No, that was presumptive. Before he tried to find the answers to those questions, he had to be one hundred percent certain he was right.

"Oscar."

"Mmm-hmm?"

"You're pacing."

"Right, sorry." He knew she found it distracting when he did that. And while it was tempting to ask if there was anything else she'd found distracting lately...

He stood still and sucked in a long breath, grimacing at the chemical scent. The glue fumes probably weren't doing either of them any good. He'd mentioned his concerns about the ventilation in her tiny workshop a time or two. Maybe he was high and hallucinating.

"What's this one supposed to be?" he inquired in relation to the next item on the bench.

"It's a mirror."

"Really? And you made this one, too?" It was cool. Looked a bit like a spaceship.

"Yes," Callie replied while she continued working. "Making stuff and selling it to people is what I do. Remember?"

He did. It was one of the few constants in her life. She'd always been artistic and saw the potential for beauty in ordinary, everyday things, and that she'd finally started paying her bills doing something she loved made him both happy and proud. But instead of saying any of that, he feigned surprise.

"Wow. You made all this stuff?" He nodded at a shelf below the window. "Even that yellow thing, over there?"

"No," she said patiently. "That one makes coffee. As you well know."

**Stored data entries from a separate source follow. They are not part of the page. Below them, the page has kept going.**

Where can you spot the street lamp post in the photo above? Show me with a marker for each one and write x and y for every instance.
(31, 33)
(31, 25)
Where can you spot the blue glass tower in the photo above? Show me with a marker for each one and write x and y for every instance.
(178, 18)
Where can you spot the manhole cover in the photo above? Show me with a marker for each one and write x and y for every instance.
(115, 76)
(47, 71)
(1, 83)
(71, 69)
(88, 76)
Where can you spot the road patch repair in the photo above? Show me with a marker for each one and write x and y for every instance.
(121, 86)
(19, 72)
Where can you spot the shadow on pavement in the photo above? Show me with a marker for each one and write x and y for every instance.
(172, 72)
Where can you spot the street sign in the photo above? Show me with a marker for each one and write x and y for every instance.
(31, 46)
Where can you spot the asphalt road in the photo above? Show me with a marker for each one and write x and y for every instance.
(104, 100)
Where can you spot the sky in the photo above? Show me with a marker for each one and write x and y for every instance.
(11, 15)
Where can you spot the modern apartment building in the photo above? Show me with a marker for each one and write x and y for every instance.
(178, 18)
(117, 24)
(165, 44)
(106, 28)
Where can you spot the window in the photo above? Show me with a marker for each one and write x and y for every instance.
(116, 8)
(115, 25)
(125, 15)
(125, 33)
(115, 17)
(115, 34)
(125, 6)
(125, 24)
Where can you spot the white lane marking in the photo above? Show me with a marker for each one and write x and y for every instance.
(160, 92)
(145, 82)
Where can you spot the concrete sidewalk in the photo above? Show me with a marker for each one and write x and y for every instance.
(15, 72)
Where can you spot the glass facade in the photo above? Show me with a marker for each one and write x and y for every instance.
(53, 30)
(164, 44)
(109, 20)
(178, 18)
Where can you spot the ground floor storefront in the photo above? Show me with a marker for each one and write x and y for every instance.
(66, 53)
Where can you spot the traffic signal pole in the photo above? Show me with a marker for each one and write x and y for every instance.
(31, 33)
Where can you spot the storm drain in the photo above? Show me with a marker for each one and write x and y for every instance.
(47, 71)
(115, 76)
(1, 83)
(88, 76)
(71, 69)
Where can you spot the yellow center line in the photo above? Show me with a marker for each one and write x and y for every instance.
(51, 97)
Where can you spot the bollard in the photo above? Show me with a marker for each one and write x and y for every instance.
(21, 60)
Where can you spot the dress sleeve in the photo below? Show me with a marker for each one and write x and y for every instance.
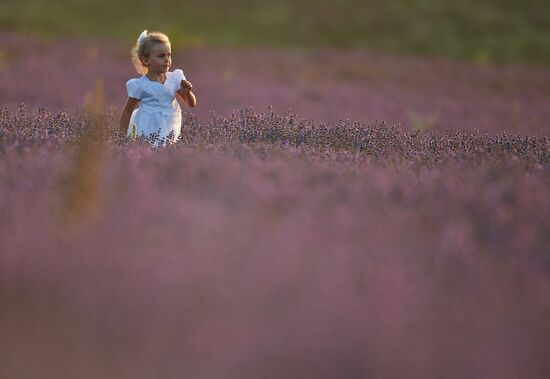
(134, 88)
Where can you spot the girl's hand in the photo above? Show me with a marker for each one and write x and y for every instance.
(186, 86)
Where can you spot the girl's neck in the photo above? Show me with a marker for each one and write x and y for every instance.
(156, 76)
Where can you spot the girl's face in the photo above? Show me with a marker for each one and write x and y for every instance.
(160, 58)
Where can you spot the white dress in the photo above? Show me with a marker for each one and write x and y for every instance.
(158, 111)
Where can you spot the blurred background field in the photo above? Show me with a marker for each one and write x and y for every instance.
(362, 192)
(486, 31)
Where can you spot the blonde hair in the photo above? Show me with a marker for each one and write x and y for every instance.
(143, 47)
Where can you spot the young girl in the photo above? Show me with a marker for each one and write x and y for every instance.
(155, 91)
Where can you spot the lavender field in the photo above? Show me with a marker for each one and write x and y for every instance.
(324, 215)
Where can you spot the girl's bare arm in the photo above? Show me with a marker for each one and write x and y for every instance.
(186, 94)
(126, 113)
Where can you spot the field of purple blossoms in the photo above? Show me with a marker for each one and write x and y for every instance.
(323, 84)
(266, 245)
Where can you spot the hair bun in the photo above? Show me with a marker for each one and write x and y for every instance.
(142, 36)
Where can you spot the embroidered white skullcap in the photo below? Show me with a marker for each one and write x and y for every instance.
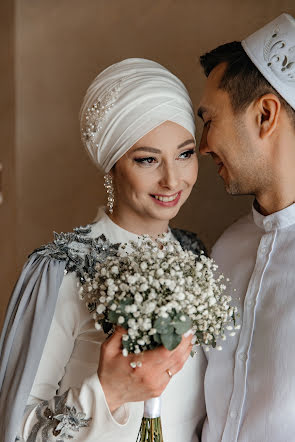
(272, 50)
(126, 101)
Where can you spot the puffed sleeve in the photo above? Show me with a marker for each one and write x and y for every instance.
(80, 412)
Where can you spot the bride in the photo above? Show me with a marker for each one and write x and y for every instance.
(59, 376)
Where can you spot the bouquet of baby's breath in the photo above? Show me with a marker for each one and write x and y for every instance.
(157, 291)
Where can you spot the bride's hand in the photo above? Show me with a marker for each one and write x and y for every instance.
(122, 383)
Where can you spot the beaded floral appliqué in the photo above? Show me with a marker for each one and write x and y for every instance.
(80, 252)
(60, 421)
(279, 53)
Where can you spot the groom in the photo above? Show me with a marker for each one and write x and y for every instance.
(249, 130)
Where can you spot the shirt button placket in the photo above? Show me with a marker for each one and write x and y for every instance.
(231, 430)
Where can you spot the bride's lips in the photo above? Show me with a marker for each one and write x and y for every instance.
(166, 200)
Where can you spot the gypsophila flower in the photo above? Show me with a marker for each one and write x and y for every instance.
(157, 292)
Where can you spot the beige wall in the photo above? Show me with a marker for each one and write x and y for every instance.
(60, 46)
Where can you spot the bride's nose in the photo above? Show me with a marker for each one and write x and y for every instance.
(169, 177)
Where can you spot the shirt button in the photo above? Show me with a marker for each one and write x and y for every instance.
(233, 414)
(242, 356)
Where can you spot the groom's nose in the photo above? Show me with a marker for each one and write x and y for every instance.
(203, 147)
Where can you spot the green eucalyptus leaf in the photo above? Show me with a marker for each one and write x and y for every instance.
(113, 317)
(163, 325)
(171, 340)
(182, 326)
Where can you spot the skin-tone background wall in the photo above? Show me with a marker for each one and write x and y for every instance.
(50, 52)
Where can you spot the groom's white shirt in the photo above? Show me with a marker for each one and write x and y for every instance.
(250, 384)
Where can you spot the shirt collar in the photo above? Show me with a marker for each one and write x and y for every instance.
(278, 220)
(113, 231)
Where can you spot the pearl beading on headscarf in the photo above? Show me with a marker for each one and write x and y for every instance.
(97, 113)
(126, 101)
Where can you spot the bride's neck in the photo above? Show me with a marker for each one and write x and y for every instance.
(139, 225)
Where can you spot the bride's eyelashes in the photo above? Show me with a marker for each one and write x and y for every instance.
(146, 161)
(187, 154)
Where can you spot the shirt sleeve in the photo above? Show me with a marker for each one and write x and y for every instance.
(80, 413)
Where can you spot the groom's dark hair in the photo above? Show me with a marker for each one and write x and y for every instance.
(241, 79)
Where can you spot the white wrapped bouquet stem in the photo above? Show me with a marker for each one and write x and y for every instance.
(157, 292)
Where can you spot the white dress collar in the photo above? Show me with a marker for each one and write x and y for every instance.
(113, 232)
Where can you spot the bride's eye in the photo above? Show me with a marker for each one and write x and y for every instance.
(145, 160)
(187, 154)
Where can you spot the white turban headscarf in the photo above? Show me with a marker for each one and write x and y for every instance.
(126, 101)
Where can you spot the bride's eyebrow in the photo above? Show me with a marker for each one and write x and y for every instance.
(185, 143)
(147, 149)
(158, 151)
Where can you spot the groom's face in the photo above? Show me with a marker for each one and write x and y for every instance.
(228, 136)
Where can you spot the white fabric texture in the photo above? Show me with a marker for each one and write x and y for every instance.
(250, 384)
(272, 50)
(69, 363)
(125, 102)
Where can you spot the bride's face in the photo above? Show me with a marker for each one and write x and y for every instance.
(155, 177)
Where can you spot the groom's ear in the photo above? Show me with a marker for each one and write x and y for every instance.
(268, 109)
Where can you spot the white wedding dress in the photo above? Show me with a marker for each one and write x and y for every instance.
(67, 398)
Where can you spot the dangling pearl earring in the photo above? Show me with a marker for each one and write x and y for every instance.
(108, 184)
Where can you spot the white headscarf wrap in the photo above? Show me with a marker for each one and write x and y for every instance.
(272, 50)
(126, 101)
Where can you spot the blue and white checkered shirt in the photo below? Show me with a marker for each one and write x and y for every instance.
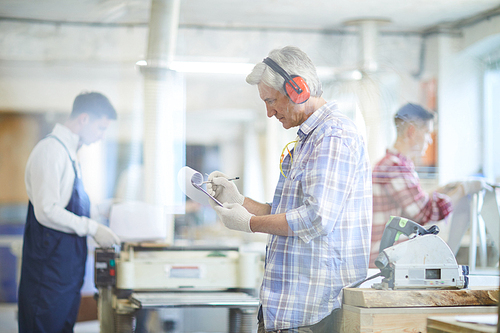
(327, 198)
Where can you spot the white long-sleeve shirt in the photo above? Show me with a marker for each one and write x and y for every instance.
(49, 182)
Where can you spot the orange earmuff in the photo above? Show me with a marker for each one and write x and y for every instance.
(295, 86)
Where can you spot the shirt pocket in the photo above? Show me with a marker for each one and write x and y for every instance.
(296, 173)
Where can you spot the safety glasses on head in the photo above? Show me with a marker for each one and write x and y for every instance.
(295, 86)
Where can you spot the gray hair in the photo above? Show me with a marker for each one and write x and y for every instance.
(295, 62)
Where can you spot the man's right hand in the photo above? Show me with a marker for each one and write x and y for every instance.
(222, 189)
(105, 237)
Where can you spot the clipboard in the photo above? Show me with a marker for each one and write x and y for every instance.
(204, 191)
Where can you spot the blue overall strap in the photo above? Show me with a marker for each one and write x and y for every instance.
(53, 268)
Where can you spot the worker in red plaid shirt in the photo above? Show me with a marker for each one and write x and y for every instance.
(396, 185)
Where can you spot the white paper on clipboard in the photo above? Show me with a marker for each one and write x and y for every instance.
(191, 183)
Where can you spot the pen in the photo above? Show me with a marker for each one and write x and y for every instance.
(209, 181)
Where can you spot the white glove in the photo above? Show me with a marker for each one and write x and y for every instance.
(222, 189)
(474, 185)
(234, 216)
(105, 237)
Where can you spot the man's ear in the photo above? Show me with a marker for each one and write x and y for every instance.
(410, 130)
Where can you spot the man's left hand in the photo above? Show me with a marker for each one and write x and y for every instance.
(234, 216)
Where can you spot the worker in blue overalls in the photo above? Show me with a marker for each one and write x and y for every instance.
(58, 221)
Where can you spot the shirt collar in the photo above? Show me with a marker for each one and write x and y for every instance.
(315, 119)
(69, 138)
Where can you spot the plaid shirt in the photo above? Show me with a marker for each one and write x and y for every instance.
(327, 198)
(397, 192)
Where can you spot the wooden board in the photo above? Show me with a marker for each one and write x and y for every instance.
(372, 298)
(408, 320)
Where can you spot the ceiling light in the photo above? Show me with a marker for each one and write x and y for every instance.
(207, 67)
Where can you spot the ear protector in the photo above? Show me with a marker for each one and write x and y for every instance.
(295, 86)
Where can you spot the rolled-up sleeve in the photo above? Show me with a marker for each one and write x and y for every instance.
(326, 181)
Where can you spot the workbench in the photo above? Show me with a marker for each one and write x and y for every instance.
(384, 311)
(452, 324)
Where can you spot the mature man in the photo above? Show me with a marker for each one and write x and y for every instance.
(396, 185)
(320, 218)
(58, 221)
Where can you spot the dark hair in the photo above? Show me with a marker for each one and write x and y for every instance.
(95, 104)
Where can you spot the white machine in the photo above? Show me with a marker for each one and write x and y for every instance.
(424, 261)
(148, 276)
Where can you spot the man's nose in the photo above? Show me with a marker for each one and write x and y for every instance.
(270, 111)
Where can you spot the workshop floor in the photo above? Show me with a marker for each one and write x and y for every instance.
(8, 321)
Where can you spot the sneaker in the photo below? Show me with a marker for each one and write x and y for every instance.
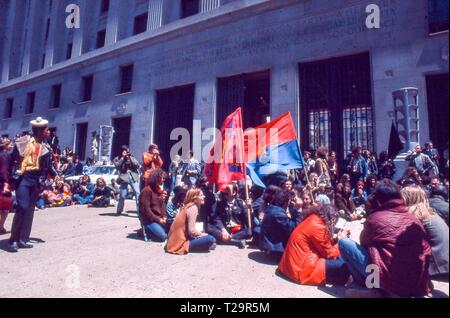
(363, 293)
(242, 244)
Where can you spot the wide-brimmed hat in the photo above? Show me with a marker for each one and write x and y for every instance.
(39, 122)
(4, 142)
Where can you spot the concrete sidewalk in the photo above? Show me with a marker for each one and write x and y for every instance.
(90, 252)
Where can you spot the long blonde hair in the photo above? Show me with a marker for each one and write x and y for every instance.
(416, 200)
(191, 196)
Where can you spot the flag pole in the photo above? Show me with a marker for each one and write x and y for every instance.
(306, 173)
(247, 196)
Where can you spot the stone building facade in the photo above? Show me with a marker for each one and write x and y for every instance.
(148, 66)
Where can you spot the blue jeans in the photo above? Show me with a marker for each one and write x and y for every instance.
(201, 244)
(156, 232)
(27, 193)
(336, 271)
(83, 199)
(357, 259)
(123, 191)
(173, 181)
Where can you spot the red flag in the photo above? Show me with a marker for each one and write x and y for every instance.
(226, 161)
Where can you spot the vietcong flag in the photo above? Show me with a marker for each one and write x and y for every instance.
(226, 161)
(272, 147)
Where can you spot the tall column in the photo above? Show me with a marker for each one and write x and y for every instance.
(77, 45)
(7, 39)
(208, 5)
(53, 32)
(112, 23)
(205, 111)
(155, 14)
(30, 39)
(125, 19)
(284, 92)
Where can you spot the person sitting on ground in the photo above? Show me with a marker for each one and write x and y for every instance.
(392, 240)
(63, 196)
(69, 168)
(371, 182)
(438, 235)
(210, 199)
(85, 193)
(152, 206)
(312, 256)
(310, 163)
(371, 161)
(386, 166)
(345, 178)
(321, 166)
(151, 160)
(359, 196)
(175, 204)
(88, 166)
(419, 160)
(305, 196)
(287, 184)
(334, 168)
(344, 202)
(102, 194)
(439, 201)
(78, 170)
(357, 167)
(277, 225)
(183, 236)
(410, 176)
(229, 221)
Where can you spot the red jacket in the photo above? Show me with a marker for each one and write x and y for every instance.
(304, 257)
(397, 244)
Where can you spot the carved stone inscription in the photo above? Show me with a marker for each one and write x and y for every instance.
(281, 37)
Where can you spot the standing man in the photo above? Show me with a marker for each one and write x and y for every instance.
(128, 168)
(6, 202)
(54, 141)
(423, 163)
(34, 156)
(357, 167)
(151, 160)
(191, 170)
(432, 152)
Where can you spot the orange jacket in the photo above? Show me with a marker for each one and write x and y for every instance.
(149, 164)
(304, 257)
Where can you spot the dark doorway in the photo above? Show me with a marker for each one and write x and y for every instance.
(174, 108)
(336, 104)
(80, 141)
(122, 128)
(251, 92)
(437, 95)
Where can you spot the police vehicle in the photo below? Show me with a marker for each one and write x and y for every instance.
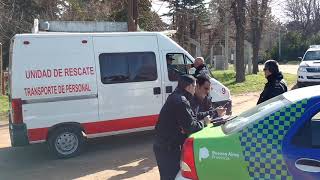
(309, 68)
(278, 139)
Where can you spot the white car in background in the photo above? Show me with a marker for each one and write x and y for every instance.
(309, 68)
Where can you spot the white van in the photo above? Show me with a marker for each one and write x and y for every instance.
(309, 68)
(65, 87)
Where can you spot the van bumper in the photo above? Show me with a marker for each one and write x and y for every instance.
(180, 177)
(18, 134)
(307, 83)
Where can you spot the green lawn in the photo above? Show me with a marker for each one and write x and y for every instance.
(253, 82)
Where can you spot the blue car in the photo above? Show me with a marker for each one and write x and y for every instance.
(277, 139)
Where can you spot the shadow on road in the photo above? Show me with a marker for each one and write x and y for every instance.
(116, 157)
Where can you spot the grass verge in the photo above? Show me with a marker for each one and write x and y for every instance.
(253, 83)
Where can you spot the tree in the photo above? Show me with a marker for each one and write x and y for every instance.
(304, 16)
(239, 15)
(187, 18)
(257, 15)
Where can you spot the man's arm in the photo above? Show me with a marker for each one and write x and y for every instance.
(187, 120)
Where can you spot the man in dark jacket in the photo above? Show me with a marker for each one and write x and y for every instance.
(201, 68)
(201, 103)
(275, 85)
(176, 122)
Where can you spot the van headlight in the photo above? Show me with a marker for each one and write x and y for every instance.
(302, 69)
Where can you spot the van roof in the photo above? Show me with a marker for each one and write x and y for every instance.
(302, 93)
(49, 34)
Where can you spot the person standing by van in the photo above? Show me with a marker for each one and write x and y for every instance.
(201, 103)
(275, 85)
(201, 68)
(176, 121)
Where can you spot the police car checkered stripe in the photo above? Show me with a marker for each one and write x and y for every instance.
(261, 143)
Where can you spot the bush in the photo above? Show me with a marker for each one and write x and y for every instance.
(293, 45)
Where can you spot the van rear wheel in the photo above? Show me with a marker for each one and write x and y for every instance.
(66, 142)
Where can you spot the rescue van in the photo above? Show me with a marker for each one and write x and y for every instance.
(66, 87)
(277, 139)
(309, 68)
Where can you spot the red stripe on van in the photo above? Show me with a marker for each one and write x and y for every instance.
(120, 124)
(101, 126)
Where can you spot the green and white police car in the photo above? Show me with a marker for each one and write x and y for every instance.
(278, 139)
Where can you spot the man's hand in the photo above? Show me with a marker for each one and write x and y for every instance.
(207, 120)
(189, 66)
(221, 111)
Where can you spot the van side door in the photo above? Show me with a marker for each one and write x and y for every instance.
(129, 82)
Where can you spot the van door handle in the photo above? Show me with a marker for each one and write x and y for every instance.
(168, 89)
(308, 165)
(156, 90)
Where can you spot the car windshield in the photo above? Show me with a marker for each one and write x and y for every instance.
(312, 55)
(258, 112)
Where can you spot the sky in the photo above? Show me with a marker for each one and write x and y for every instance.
(277, 8)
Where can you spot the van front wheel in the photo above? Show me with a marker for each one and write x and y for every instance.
(66, 142)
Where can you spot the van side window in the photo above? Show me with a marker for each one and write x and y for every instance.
(127, 67)
(175, 65)
(308, 135)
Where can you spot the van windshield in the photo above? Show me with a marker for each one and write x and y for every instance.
(258, 112)
(312, 55)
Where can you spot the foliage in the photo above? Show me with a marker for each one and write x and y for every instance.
(253, 83)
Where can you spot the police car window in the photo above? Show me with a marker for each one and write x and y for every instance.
(312, 55)
(256, 113)
(175, 65)
(127, 67)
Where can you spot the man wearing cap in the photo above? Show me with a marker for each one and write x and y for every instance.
(201, 68)
(275, 85)
(173, 72)
(176, 122)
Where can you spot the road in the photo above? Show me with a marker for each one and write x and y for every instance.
(118, 157)
(288, 68)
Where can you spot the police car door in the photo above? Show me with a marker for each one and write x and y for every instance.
(301, 147)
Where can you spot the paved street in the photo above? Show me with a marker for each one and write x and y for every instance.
(119, 157)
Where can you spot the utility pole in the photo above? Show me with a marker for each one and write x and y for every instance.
(132, 15)
(1, 72)
(226, 34)
(279, 42)
(226, 42)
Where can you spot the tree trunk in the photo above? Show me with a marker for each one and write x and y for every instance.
(239, 18)
(257, 20)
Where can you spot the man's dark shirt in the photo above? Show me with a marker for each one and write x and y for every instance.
(176, 120)
(203, 108)
(274, 87)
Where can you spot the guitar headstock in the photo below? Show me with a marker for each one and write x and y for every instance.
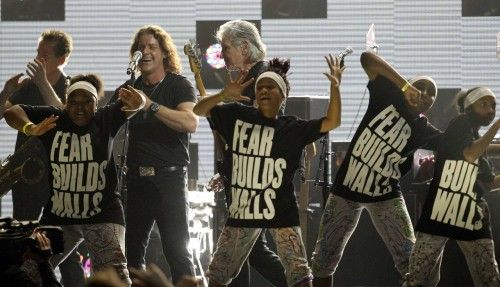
(192, 50)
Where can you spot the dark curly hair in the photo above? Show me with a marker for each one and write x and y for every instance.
(281, 66)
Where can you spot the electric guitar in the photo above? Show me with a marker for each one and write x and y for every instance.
(192, 50)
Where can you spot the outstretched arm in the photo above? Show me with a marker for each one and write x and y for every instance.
(479, 146)
(36, 71)
(375, 65)
(231, 92)
(17, 118)
(333, 114)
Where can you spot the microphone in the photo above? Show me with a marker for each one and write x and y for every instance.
(341, 55)
(133, 63)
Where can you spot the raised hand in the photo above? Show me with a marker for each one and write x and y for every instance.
(335, 75)
(232, 90)
(36, 71)
(42, 127)
(12, 85)
(412, 95)
(132, 99)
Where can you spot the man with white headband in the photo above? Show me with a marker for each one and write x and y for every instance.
(83, 196)
(455, 207)
(264, 150)
(368, 178)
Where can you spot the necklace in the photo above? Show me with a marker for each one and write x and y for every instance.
(150, 94)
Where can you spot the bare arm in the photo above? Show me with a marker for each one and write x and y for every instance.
(11, 86)
(479, 146)
(494, 148)
(17, 118)
(36, 71)
(181, 118)
(231, 92)
(375, 65)
(333, 114)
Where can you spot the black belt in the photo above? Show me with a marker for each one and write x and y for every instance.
(153, 170)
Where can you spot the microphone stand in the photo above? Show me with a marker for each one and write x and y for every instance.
(324, 167)
(122, 167)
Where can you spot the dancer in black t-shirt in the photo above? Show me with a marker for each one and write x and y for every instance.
(83, 199)
(455, 207)
(368, 178)
(264, 150)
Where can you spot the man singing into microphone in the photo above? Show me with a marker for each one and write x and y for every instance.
(158, 153)
(391, 130)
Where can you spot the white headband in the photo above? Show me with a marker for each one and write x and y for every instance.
(426, 78)
(273, 76)
(83, 85)
(477, 94)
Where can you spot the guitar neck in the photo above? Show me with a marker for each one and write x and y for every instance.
(199, 84)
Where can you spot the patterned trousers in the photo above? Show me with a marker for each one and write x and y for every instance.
(339, 220)
(234, 246)
(425, 261)
(105, 242)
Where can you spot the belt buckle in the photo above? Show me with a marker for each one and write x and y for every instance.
(146, 171)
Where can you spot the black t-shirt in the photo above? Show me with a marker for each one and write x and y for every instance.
(29, 94)
(82, 182)
(264, 154)
(382, 146)
(454, 206)
(151, 142)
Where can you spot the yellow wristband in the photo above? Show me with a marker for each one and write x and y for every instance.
(25, 128)
(405, 87)
(221, 96)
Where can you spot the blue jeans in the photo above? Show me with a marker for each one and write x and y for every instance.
(161, 198)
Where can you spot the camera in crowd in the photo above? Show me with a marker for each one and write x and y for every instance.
(17, 237)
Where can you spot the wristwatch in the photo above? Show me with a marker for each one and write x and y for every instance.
(154, 108)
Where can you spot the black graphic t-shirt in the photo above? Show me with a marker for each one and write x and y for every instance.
(264, 154)
(81, 180)
(151, 142)
(454, 206)
(385, 139)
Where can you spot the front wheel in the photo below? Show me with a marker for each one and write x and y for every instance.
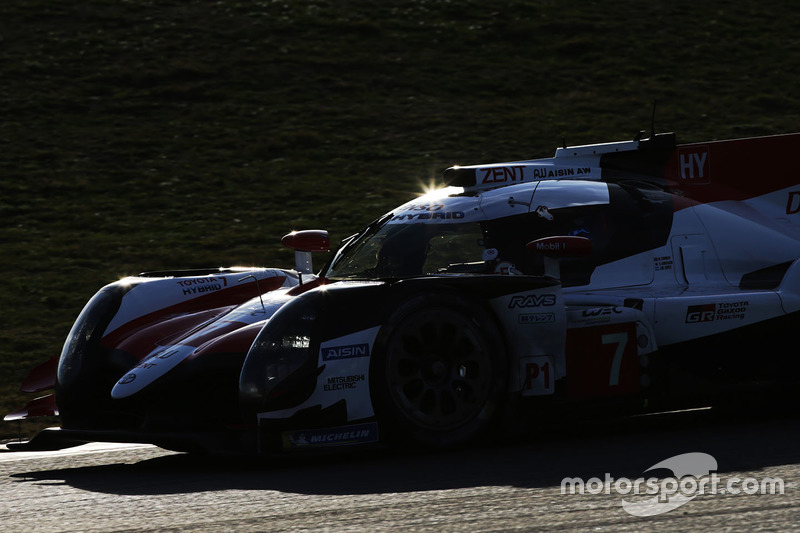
(440, 371)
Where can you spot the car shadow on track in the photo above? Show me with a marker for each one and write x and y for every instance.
(624, 448)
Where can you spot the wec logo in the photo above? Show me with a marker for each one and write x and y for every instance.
(532, 300)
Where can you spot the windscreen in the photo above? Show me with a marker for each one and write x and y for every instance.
(408, 250)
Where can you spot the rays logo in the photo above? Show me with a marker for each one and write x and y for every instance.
(532, 300)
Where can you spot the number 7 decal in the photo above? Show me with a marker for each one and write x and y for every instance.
(602, 361)
(621, 340)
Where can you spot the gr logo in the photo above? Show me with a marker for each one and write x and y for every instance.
(700, 313)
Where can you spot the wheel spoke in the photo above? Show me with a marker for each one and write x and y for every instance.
(440, 368)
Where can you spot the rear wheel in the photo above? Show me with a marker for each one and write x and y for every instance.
(441, 372)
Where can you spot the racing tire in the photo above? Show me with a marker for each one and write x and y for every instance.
(440, 372)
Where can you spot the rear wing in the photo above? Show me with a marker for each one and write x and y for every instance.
(704, 172)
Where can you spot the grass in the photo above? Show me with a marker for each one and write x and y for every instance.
(140, 135)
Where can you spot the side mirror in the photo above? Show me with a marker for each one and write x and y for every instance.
(304, 243)
(554, 248)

"You gonna offer me some at any point?"

"Since when did you stop helping yourself?"

"When you started being weird," Oscar said bluntly. "What's going on?"

"Nothing."

"There's something."

"No, there isn't." And it was obvious from her tone she was starting to get miffed. 

Her eyes widened in a brief look of warning. Then her gaze dropped down his body, she sucked in a sharp breath, and jerked her face in another direction so fast she probably got whiplash.

Oscar froze, unable to believe what he'd witnessed. After a moment, he marched to the coffee machine, surreptitiously checking his fly wasn't undone along the way. 

Nope. Still zipped. What the hell was going on?

"We should probably go," her voice said.

"Uh-huh."

"I'll grab my things and meet you in the hall."

"Okay." Oscar frowned and left the room, dazed and more than a little confused.

The most worrying thing was his physical reaction to what she'd done. It should have felt weird or uncomfortable or a half-dozen other things which reminded him they were friends.  But it didn't. If anything, it reminded him that she was female and he was male. 

A fact he'd done his damnedest to ignore since puberty.